ASLS Starts the Moot Court Season with a Win

ASLS Moot Court Jessica Choate and Brandon Parker

In the Moot Court Board’s first event of the season, the team of Jessica Choate (‘3L) and Brandon Parker (‘3L) won the 15th Annual Emory Law School Civil Rights and Liberties Competition. The event featured 28 teams from 24 law schools and was held on Zoom from Friday to Sunday, October 15–17. Choate and Parker won all six of their matches to capture the title, and Parker was named best oralist in the final round before Judges Albert Diaz (4th Circuit), Bernice Donald (6th Circuit), and Robin Rosenbaum (11th Circuit). ASLS’s other team of Nicole Johnson, Blake Pendleton, and Danielle LeGrand advanced to the Octofinal round of the event, where they lost narrowly to the team that Choate and Parker faced in the final round.

The contest problem pitted the constitutional rights of prisoners against the needs of prison officials to maintain order. Petitioner Harlan Thrombey, serving a life sentence for murder, sought compensatory damages for alleged violations of the First Amendment, caused by the warden’s decision to remove the board game Clue from the prison library. No one disputed that playing Clue (for whatever reason) had become a virtually irreplaceable and exclusive vehicle for Thrombey to express himself while in prison. But prison officials decided to forbid prisoners from playing Clue in the belief that it might be contributing to an upsurge of inmate violence. Support for the officials’ judgment was thin, but deference was due.

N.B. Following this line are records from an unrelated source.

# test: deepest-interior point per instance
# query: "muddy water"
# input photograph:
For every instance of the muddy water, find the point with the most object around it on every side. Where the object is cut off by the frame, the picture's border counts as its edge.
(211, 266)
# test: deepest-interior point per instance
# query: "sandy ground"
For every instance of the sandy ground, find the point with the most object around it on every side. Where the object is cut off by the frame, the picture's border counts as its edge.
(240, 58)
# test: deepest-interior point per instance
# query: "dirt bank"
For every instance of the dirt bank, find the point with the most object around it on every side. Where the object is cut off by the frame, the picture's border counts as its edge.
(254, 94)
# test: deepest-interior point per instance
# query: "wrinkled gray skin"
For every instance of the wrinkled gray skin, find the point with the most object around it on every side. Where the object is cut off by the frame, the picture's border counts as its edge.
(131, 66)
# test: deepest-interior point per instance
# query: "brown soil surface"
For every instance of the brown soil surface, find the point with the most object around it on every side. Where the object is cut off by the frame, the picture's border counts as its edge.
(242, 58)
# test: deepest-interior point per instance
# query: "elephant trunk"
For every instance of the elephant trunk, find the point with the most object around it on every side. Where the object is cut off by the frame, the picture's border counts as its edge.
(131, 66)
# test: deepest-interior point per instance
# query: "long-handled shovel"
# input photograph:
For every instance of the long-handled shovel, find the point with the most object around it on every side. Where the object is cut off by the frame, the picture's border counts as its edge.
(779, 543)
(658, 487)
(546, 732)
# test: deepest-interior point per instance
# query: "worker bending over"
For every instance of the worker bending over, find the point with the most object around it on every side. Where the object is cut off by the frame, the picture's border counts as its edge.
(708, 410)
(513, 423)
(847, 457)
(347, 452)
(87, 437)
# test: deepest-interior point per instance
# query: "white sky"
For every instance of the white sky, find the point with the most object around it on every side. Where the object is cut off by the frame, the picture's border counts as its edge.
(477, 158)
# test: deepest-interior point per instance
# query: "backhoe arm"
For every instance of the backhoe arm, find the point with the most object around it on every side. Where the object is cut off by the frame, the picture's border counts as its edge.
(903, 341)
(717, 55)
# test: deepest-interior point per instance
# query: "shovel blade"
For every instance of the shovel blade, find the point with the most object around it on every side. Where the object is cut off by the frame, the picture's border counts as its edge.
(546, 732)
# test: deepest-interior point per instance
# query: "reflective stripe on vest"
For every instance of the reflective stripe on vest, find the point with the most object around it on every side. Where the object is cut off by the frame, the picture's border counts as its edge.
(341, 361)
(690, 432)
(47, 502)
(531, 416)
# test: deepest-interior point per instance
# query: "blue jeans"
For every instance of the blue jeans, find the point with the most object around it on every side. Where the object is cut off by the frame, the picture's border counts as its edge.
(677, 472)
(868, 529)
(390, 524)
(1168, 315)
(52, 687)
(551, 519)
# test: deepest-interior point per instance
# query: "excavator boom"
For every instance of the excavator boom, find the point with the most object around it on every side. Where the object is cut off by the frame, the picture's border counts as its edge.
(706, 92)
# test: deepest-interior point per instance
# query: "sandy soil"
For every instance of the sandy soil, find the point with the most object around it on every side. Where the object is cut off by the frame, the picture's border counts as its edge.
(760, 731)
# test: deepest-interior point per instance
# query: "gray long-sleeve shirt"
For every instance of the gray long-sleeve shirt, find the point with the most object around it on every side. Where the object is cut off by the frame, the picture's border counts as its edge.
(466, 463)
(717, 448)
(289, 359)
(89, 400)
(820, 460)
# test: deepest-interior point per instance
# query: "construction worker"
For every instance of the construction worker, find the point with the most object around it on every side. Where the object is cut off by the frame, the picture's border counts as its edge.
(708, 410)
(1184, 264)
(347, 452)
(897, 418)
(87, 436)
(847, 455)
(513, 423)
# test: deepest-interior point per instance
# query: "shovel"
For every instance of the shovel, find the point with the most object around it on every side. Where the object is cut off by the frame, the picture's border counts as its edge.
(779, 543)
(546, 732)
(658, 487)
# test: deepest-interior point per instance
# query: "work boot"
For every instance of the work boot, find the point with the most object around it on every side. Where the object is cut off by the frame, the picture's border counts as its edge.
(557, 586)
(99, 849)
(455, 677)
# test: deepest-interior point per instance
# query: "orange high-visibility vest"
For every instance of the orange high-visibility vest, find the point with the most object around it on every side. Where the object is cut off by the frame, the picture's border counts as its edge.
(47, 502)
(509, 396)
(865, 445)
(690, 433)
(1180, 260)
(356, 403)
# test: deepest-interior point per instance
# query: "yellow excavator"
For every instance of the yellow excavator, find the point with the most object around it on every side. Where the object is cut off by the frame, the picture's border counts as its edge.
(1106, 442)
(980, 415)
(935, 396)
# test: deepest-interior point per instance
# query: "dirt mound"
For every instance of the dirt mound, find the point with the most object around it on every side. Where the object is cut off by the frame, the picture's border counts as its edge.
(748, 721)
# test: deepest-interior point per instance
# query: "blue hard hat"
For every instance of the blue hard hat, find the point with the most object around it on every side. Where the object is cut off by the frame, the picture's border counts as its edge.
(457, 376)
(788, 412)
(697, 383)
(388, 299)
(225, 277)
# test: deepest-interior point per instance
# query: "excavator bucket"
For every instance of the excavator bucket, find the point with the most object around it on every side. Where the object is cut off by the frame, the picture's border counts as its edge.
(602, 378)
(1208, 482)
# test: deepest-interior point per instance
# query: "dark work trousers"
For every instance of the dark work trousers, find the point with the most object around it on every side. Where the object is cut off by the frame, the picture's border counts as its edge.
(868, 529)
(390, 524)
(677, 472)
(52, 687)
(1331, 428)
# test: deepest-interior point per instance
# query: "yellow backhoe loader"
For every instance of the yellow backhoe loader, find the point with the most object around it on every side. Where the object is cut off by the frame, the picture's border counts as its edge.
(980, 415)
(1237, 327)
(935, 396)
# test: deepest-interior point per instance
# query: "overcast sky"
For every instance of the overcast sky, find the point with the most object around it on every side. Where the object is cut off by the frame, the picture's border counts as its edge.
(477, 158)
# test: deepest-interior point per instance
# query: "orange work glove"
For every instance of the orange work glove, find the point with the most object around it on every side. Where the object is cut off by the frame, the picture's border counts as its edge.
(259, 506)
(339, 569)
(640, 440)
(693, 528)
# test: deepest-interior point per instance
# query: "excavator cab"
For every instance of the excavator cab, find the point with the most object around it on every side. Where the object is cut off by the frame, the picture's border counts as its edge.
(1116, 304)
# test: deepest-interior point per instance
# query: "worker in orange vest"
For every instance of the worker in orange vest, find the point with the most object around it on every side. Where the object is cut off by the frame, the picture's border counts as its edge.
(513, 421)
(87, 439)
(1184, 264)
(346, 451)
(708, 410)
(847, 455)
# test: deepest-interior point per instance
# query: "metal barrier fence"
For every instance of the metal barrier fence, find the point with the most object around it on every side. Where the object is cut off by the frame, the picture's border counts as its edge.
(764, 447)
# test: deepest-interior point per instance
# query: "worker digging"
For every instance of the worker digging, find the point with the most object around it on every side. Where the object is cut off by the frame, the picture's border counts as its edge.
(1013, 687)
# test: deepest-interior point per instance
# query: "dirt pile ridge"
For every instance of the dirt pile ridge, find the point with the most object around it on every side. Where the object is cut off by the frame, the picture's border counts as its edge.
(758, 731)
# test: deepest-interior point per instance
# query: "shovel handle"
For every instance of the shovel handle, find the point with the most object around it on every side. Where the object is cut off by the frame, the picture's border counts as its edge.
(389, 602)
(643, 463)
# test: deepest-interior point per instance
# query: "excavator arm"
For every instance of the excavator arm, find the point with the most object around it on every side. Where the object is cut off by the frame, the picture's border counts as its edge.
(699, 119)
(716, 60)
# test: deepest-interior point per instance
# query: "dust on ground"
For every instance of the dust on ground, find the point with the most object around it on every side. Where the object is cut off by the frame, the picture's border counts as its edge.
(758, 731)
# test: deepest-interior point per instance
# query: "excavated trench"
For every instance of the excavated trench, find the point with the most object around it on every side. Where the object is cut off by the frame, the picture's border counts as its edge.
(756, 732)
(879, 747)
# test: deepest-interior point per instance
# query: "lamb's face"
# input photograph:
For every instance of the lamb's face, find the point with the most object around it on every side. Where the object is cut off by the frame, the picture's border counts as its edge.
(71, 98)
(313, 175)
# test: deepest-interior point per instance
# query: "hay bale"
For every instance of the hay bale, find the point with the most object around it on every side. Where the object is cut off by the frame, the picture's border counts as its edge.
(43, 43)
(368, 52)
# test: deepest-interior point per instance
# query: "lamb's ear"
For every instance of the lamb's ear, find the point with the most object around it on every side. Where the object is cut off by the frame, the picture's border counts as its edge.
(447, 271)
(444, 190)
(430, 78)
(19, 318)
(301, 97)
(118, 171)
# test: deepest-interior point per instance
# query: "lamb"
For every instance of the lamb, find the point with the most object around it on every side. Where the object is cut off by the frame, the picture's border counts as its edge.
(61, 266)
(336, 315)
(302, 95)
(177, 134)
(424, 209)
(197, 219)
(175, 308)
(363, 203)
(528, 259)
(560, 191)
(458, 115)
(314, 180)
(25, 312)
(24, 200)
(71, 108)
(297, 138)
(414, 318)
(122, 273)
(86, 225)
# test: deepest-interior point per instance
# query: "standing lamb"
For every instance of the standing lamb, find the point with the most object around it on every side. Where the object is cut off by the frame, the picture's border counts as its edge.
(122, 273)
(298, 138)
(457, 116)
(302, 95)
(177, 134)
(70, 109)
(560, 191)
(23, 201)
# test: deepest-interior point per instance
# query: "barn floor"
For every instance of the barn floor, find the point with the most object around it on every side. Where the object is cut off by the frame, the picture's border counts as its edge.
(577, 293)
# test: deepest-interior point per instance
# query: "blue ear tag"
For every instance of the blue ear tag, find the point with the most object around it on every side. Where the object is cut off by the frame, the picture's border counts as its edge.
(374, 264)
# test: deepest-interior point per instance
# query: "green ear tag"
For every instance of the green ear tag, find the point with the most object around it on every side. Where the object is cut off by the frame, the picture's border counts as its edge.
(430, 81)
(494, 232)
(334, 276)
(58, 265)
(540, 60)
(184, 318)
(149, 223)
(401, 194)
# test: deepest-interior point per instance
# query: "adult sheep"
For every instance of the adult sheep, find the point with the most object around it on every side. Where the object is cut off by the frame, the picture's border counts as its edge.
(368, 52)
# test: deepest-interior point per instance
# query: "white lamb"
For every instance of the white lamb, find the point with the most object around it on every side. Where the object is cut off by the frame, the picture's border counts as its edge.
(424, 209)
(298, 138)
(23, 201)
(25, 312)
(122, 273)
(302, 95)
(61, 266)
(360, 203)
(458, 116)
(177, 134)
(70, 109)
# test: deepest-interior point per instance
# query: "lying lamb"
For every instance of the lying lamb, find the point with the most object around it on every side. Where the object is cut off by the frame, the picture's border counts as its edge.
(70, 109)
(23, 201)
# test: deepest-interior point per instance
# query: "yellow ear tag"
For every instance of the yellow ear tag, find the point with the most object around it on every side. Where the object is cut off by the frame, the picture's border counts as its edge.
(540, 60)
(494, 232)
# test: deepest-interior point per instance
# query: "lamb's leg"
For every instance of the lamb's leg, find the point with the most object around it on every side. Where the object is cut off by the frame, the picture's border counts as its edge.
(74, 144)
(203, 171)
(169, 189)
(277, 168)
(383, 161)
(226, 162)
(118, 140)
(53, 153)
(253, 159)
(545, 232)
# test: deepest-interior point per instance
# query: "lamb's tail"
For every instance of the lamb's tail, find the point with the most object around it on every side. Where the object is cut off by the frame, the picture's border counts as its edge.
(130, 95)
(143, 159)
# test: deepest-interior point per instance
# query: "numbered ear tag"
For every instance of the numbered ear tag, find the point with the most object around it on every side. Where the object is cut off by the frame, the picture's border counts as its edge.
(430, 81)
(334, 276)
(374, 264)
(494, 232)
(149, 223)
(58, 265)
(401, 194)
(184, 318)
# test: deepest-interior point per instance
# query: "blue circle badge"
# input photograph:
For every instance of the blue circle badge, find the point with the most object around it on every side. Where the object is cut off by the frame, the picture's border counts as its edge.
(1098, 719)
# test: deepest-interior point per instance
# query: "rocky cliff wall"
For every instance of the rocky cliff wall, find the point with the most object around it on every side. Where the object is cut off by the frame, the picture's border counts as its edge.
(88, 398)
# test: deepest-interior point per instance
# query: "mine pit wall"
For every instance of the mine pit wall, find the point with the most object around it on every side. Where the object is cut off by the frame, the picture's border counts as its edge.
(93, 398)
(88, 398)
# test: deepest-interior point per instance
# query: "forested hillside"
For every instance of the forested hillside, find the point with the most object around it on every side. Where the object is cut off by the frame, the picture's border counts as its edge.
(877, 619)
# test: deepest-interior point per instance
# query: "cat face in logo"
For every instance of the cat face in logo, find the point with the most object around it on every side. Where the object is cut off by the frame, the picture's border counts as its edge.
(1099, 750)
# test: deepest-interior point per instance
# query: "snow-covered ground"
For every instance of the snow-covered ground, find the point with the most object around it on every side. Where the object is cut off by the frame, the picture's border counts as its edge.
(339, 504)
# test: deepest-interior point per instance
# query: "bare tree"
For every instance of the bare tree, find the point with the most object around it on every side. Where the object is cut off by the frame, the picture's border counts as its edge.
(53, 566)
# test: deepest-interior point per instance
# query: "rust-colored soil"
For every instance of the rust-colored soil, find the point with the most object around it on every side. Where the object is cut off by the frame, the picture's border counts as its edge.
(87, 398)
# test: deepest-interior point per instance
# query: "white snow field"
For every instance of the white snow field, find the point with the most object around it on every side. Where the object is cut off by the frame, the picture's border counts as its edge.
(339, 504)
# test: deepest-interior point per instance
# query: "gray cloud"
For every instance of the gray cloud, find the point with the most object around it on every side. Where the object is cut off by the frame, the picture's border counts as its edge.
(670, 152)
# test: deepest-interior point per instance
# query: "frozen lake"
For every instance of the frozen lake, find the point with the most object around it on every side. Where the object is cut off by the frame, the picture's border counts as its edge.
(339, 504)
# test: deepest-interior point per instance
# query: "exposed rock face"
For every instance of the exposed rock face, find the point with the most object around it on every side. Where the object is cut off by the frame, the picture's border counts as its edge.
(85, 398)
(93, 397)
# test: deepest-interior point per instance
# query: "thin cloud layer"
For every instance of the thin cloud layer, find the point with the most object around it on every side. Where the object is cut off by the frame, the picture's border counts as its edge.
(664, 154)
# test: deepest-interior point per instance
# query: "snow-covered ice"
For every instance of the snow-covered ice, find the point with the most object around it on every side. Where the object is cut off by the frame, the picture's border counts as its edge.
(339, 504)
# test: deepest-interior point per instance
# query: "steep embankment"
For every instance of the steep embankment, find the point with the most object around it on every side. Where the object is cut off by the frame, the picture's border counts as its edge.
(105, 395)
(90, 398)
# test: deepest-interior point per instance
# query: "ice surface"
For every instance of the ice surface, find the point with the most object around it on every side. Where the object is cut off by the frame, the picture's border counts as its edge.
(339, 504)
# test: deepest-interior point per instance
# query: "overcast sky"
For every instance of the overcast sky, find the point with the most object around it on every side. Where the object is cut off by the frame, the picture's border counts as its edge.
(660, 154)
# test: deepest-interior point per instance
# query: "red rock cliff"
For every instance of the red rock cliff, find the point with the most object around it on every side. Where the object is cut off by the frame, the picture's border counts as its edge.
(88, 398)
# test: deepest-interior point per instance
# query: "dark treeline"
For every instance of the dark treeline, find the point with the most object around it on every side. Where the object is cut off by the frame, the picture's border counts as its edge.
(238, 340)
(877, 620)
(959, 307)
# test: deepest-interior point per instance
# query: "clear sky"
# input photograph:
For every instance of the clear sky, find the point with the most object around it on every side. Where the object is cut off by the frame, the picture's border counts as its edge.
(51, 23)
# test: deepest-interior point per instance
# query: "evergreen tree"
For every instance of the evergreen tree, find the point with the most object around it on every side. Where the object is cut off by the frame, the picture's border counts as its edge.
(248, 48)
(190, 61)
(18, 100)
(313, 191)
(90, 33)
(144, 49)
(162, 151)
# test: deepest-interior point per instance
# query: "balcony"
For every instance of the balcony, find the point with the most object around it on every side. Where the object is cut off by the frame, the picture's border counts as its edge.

Ultimately the judges were apparently swayed by Parker’s closing argument that prison officials must have discretion to act proactively and need not wait until “Colonel Mustard with a knife in the conservatory commits murder.”

Mason’s teams were coached by Adjunct Professor Brandy Wagstaff, who said she was

impressed by the dedication and hard work of both teams. ASLS continues to elevate the level of competition at these events, and this contest was no exception. Our students' exceptional preparation and strong oral advocacy skills never go unnoticed at these competitions. ASLS’s moot court program continues to stand out.